Baby: Secret of the Lost Legend (Blu-ray)

“That is a one-of-a-kind specimen.”

Steven Spielberg’s ET: The Extra-terrestrial was, as we all know, the big blockbuster of its day. As is often the case with the big blockbusters, other studios and filmmakers rushed to create their own ET-style knockoffs throughout the early-to-mid 1980s. That’s why we have notable to notorious movies such as Harry and the Hendersons, Mac and Me, and this movie, Baby: Secret of the Lost Legend.

Susan (Sean Young, Blade Runner) and George (William Katt, The Greatest American Hero) are husband and wife scientists studying dinosaur fossils in Africa. On the hunt for a rare fossil, the pair discovers a family of brontosauruses still alive in the wilderness. The infant bronto, nicknamed “Baby” by Susan, gets separated from its parents and bonds with Susan and George. As they try to reunite Baby with mommy and daddy, our heroes are tracked by a sinister big game hunter (Patrick McGoohan, The Prisoner).

Sorry to keep referring to ET, but it’s hard not to, because the movie is blaringly obvious in its attempts to cash in on Spielberg’s success. Sure, the suburban setting is replaced with the jungles of Africa and it’s a dinosaur instead of an alien, but other than that, it mostly sticks to ET‘s playbook. Delight at the slapstick as Baby rummages through the camp. Fight back the tears as Baby bellows with sadness after being separated from its parents. Hug the person next to you as the music swells when George and Susan have to say goodbye to Baby. At least that’s the idea.

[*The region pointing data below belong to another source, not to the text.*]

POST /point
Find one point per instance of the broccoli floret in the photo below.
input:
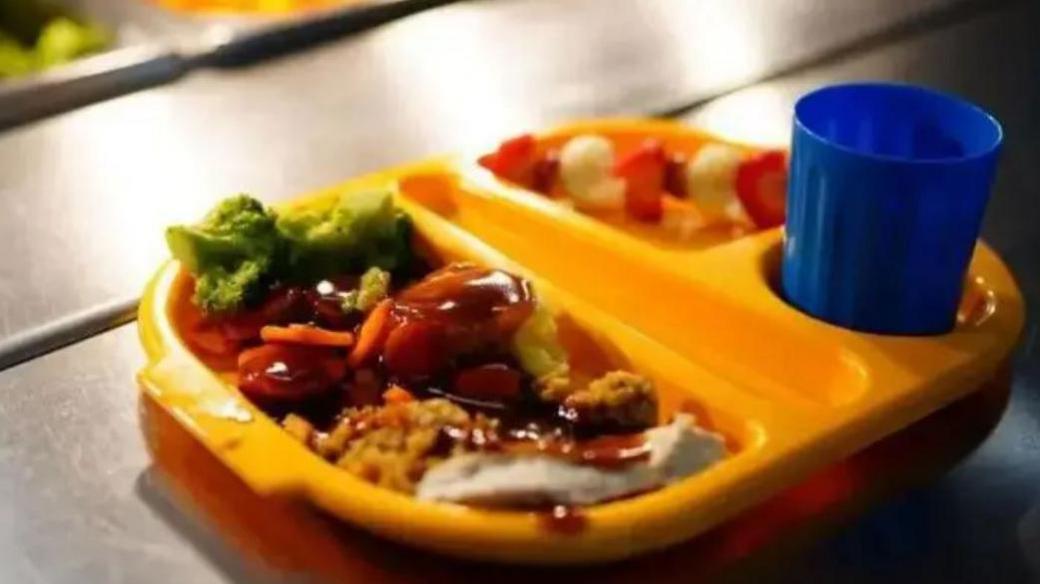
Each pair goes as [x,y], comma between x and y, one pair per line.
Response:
[240,246]
[346,234]
[63,40]
[230,253]
[374,286]
[537,345]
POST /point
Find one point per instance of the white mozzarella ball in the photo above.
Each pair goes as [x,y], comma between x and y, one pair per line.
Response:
[586,164]
[711,180]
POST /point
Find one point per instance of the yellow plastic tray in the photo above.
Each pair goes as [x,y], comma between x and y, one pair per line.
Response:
[793,393]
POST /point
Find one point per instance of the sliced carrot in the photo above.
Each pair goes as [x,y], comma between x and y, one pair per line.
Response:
[372,333]
[306,335]
[397,394]
[263,351]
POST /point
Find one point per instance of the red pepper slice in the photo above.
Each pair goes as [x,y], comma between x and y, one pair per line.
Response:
[643,170]
[514,161]
[288,372]
[761,186]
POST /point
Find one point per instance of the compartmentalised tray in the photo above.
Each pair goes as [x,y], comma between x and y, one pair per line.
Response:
[789,393]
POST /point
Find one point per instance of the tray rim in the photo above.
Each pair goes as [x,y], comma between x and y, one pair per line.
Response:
[618,529]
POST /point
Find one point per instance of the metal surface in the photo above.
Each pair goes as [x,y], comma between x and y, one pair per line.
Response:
[84,197]
[79,501]
[155,46]
[108,178]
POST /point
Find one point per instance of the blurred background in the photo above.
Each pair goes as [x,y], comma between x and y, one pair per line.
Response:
[121,116]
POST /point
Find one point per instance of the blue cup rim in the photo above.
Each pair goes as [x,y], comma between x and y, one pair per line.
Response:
[909,88]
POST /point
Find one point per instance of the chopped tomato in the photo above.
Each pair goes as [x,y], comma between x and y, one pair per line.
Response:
[493,382]
[515,160]
[397,394]
[306,335]
[761,185]
[415,349]
[288,372]
[643,170]
[545,173]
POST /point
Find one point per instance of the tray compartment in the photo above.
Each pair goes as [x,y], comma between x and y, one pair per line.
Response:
[248,441]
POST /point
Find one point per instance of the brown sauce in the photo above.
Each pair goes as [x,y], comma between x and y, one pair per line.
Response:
[604,452]
[463,295]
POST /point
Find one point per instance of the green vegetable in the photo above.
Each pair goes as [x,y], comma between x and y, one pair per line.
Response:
[231,253]
[346,234]
[374,287]
[63,40]
[241,246]
[537,345]
[43,38]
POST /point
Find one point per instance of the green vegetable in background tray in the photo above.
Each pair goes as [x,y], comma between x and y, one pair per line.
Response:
[34,36]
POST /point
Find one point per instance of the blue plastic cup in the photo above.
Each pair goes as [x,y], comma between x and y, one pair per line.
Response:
[887,189]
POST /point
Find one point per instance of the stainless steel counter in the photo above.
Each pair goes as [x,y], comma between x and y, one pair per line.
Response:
[107,178]
[84,196]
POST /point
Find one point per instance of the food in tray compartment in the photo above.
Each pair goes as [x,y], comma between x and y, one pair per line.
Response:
[450,382]
[717,184]
[35,36]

William Katt and Sean Young do what they can with the material. She’s the earnest, heartfelt one, and he’s the headstrong, jumps-into-action one. The two are starting to grow apart, and they rediscover their love for one another by taking care of Baby. McGoohan is pure sneering evil as, of course, the sinister white man hunting the dinosaurs. His plot doesn’t quite make sense, though. He only wants one of the three dinosaurs alive, with no hesitation about viciously slaughtering the other two, because, we’re told, a one-of-a-kind specimen is worth more. Does that not make sense to anyone else?

Whatever. You don’t care about those pesky human characters, do you? You want to know all about the dinosaurs. In long shots, they look great. Amazing, even. When Baby and the brontosauruses get a close-up, however, that’s when the effects look a little to much like puppets. Baby’s weird bright green eyes don’t help, making the dino look more alien and less relatable.

This movie has languished in obscurity for some time—it’s not one that gets a lot of late night cable replays. This is because political correctness is nowhere to be found. During their adventures, George and Susan meet a group of superstitious “natives,” complete with National Geographic-style nudity and amazement about everyday objects. A second group of Africans, portrayed as some sort of revolutionary/rebel army, don’t fare any better, coming off as little more than thugs. Additionally, some viewers will not like all this talk about hunting animals for sport and/or profit.

The movie features some decent action beats, including a motorcycle chase, a few helicopter stunts, and some surprisingly bloody gunplay. None of this will replace Indiana Jones in your mind, but it keeps the plot moving along quickly.

Baby: Secret of the Lost Legend stumbles onto Blu-ray courtesy of Mill Creek Entertainment. The visual transfer is solid, making the most of the bright and vivid jungle colors. The 2.0 audio is hurting, forcing me to crank the sound way, way up just to make out what the actors were saying. Extras? Not a one.

You’d think this movie would have figured out the formula. Everybody liked ET, everybody likes dinosaurs, so everybody should like this, right? Sadly, it’s the insistence on following formula that makes the whole thing a chore to get through.